Поэтому я пойду прочь. Прочь от стен, которые так долго я мечтала назвать родными, но теперь должна признать: это новая моя темница. Клетка, куда запустили пташку, насыпали зернышек и с улыбкой сказали: «Подавись». Стоило мне появиться — и я уже кость в горле. Так что это вы все подавитесь. А своё я получу.

Я говорю «прочь», но мне просто нужен свежий воздух. Это — прогулка заключенного, я не перелезу через высокий забор моего острога. Я пришла сюда добровольно, вытянув руки, которые тут же обвили кандалами, золотыми кандалами лести, лжи и ласки. За блеском этим угроза невидима. Но я ее чувствую. Она — ошейником на моем горле. Ничего, привязь длинная. Я могу позволить себе искупаться в полуночи.

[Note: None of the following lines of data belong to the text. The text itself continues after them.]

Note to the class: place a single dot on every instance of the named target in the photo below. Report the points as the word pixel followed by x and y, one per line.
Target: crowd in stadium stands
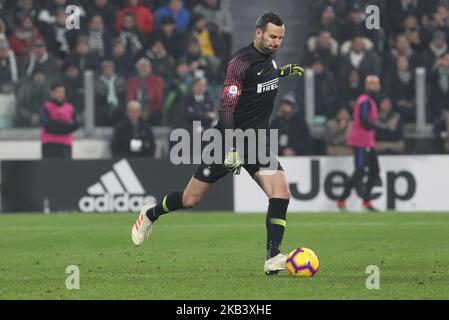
pixel 168 55
pixel 162 54
pixel 342 51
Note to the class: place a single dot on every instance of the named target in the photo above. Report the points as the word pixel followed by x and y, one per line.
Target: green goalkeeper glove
pixel 291 70
pixel 232 162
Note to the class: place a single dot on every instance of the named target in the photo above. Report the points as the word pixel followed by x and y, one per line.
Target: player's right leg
pixel 190 197
pixel 198 186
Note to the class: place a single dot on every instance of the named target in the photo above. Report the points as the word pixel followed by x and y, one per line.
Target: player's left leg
pixel 274 184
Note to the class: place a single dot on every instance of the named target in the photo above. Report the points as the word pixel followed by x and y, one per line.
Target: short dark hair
pixel 269 17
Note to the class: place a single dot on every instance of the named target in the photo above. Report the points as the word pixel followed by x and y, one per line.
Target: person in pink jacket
pixel 363 141
pixel 59 122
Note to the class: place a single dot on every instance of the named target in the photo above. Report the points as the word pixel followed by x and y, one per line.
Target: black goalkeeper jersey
pixel 249 89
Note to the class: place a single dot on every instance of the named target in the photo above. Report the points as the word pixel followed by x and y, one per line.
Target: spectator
pixel 130 35
pixel 199 64
pixel 177 88
pixel 336 7
pixel 327 20
pixel 210 42
pixel 170 38
pixel 324 48
pixel 110 96
pixel 351 88
pixel 60 39
pixel 441 130
pixel 354 25
pixel 390 130
pixel 72 80
pixel 197 106
pixel 9 75
pixel 40 59
pixel 215 13
pixel 161 61
pixel 326 92
pixel 176 10
pixel 365 61
pixel 148 89
pixel 397 11
pixel 21 41
pixel 124 64
pixel 336 133
pixel 21 9
pixel 8 79
pixel 106 10
pixel 401 47
pixel 100 39
pixel 437 48
pixel 59 122
pixel 417 36
pixel 440 19
pixel 293 131
pixel 143 16
pixel 439 86
pixel 31 97
pixel 133 137
pixel 2 28
pixel 400 87
pixel 83 57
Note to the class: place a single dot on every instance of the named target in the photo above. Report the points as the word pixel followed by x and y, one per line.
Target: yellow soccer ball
pixel 302 262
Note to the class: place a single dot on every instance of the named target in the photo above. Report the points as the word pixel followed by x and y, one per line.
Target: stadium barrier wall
pixel 120 185
pixel 408 183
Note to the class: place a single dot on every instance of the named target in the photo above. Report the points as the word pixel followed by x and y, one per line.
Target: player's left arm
pixel 232 89
pixel 291 69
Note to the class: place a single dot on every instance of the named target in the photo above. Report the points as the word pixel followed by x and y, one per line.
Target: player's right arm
pixel 232 89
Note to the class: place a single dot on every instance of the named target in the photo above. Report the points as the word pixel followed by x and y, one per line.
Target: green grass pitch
pixel 220 256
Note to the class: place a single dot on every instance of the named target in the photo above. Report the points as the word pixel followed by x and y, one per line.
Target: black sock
pixel 171 202
pixel 275 223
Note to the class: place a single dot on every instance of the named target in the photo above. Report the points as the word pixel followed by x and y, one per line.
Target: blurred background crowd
pixel 165 58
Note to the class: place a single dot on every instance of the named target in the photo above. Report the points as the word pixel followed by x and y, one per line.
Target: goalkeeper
pixel 249 89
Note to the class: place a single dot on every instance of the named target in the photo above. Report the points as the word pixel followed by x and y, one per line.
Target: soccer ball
pixel 302 262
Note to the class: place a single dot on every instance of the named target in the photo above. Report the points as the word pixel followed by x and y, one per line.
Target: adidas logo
pixel 118 190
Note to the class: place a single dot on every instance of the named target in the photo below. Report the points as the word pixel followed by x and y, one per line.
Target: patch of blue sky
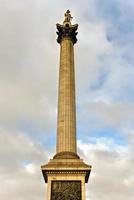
pixel 39 134
pixel 109 134
pixel 121 20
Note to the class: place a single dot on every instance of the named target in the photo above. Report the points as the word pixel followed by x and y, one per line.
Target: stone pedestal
pixel 66 174
pixel 66 178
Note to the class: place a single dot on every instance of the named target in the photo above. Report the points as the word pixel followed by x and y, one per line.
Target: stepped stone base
pixel 66 175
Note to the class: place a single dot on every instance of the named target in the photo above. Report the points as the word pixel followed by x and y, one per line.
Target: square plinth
pixel 66 187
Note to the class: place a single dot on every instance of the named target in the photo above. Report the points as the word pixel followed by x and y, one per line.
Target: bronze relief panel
pixel 66 190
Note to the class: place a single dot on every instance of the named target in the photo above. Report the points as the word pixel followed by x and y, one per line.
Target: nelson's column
pixel 66 174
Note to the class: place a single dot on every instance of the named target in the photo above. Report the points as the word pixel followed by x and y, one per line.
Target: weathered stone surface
pixel 66 174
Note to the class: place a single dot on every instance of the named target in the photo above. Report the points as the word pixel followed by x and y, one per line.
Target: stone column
pixel 66 123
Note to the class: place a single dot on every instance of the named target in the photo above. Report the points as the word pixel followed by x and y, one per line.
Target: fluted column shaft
pixel 66 124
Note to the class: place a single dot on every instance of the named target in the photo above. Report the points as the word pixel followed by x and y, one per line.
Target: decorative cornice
pixel 67 31
pixel 66 155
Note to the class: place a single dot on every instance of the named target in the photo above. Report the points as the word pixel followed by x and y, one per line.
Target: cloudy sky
pixel 104 64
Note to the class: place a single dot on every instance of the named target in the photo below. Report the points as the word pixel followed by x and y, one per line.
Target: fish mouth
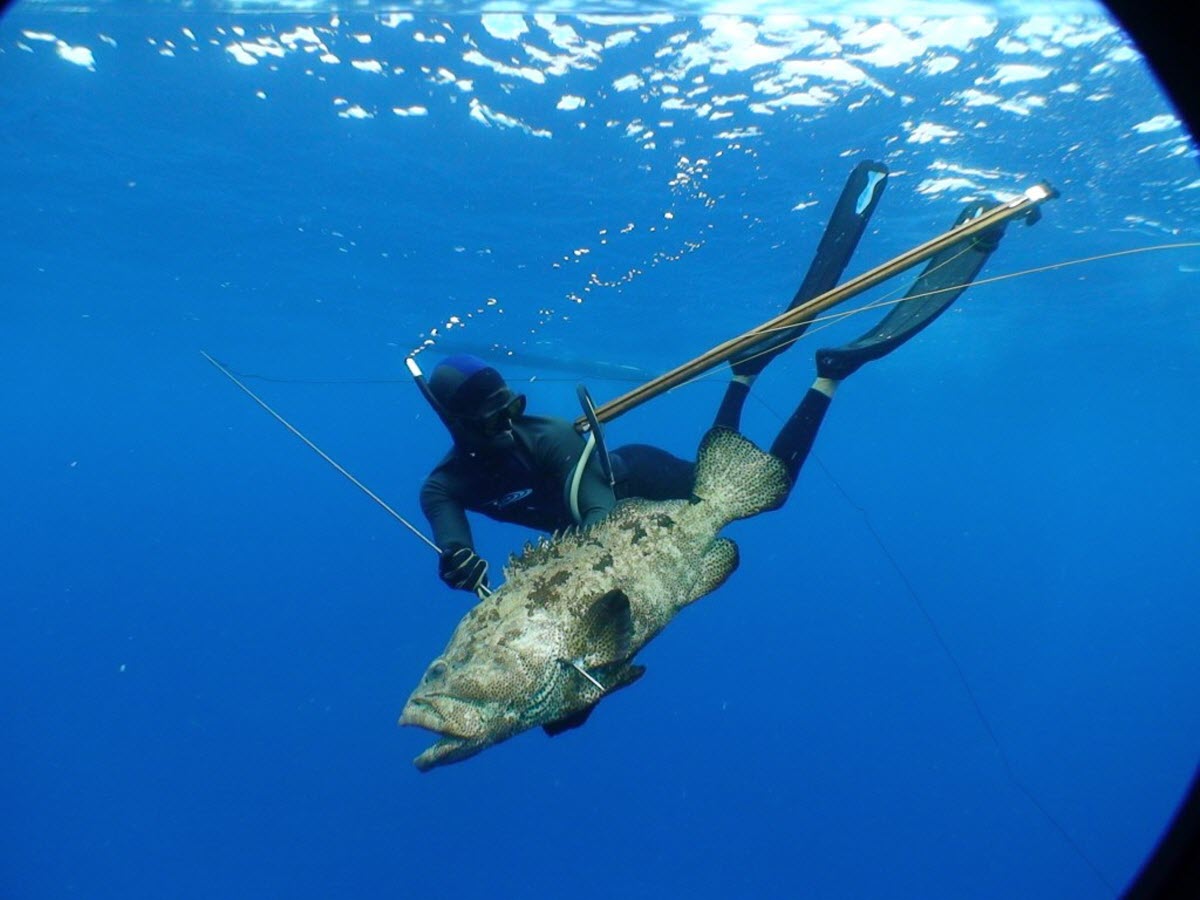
pixel 451 748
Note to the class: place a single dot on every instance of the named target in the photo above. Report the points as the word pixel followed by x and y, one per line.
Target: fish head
pixel 472 701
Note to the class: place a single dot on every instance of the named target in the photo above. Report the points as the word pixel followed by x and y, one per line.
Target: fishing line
pixel 960 672
pixel 828 319
pixel 323 455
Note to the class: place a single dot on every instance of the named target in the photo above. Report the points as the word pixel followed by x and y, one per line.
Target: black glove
pixel 462 569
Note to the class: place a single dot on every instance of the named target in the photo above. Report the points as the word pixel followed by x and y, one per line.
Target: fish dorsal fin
pixel 544 551
pixel 607 629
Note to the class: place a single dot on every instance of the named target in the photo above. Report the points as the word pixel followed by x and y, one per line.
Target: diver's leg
pixel 795 439
pixel 653 474
pixel 850 216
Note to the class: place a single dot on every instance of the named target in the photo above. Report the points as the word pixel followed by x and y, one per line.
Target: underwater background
pixel 960 663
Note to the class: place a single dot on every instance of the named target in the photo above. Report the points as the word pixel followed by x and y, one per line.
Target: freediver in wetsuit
pixel 520 468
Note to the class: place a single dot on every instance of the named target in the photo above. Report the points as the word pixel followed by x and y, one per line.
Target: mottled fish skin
pixel 588 600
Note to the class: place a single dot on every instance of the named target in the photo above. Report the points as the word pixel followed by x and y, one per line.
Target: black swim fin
pixel 859 197
pixel 943 280
pixel 569 721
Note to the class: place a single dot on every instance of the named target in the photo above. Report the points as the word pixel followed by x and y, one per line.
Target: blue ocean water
pixel 959 663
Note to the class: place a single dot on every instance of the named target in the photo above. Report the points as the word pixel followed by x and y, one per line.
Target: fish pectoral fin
pixel 718 564
pixel 607 630
pixel 622 677
pixel 568 721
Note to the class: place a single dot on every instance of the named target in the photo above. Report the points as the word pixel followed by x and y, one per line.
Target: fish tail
pixel 738 478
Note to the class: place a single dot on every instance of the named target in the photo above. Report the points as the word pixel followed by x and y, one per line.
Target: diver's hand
pixel 462 569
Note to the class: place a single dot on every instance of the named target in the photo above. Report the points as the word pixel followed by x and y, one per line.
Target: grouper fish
pixel 561 634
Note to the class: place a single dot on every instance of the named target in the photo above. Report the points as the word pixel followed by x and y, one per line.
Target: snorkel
pixel 484 424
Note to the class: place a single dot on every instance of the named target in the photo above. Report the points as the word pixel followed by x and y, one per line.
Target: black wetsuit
pixel 528 485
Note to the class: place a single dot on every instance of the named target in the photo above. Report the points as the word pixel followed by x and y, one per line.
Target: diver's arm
pixel 597 497
pixel 447 516
pixel 559 451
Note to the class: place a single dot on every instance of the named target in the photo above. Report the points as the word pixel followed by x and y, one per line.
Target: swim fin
pixel 859 197
pixel 943 280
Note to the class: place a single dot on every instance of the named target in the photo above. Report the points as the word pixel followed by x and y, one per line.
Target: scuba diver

Достаточно свежести — пора сойти вниз. Отворить кованую ограду, ключ хранить под сердцем. Этот ключ дался нелегко: старый слуга долго смотрел водянистыми глазами, а я говорила: «Так же вы смотрели и на него, верно?» — и стучалась в небесную твердь, замутненную старостью, пытаясь увидеть там тебя, в отголосках воспоминаний. — «Вы же знали его, верно?» — а старик молчал и смотрел мне в душу. Потом он кивнул, и этого было бы достаточно, чтобы умереть от счастья: еще одно доказательство, что ты действительно был. Что ты не привиделся мне, не был моим неотступным кошмаром. Я все чаще вижу тебя в глазах тех, кто помнит, пусть и усердно старался забыть. И я сделаю всё, чтобы они все вспомнили. Хорошенько вспомнили.

Так почему же я схожу по крошащимся ступеням дряхлой часовенки в затхлую тьму? Почему иду мимо дат и плит и высматриваю твое имя здесь? Как будто не знаю, что не было у тебя ни гроба, ни могилы.

Отсюда нет выхода, но я его и не ищу. Опасность со всех сторон. И придется шагнуть ей навстречу, вернуться в дом, подлинную гробницу, быть может поэтому мне так спокойно не там, а здесь, в храме мертвых, посреди камня, мха и праха.

— Так странно: вы живая, а я продолжил искать вас среди мертвых — и ведь отыскал.

— Жаль. Я надеялась, что схоронилась надёжно.

Он всё-таки меня настиг, никчёмный отголосок моей опрометчивости. Подкрадывается, сущий упырь. Длинные жёлтые пальцы пауками по стенам, иссушенная голова сгибается под низким сводом, качается по-змеиному на тонкой шее, чёрные волосы, будто капюшон чернеца. Что страшнее — оскал дружелюбия или выпученный, вымученный взгляд белесых глаз!.. Страшнее всего, что он всё ещё живой, из плоти и крови, и не развеять его ни святым словом, ни крестом.

Ещё бы я умела молиться.

— Уж не знаю. Признаюсь, с того дня нашей встречи мне всё кажется, будто это я мертв… а теперь вы наконец-то пришли проводить меня в рай: я отбыл мытарства?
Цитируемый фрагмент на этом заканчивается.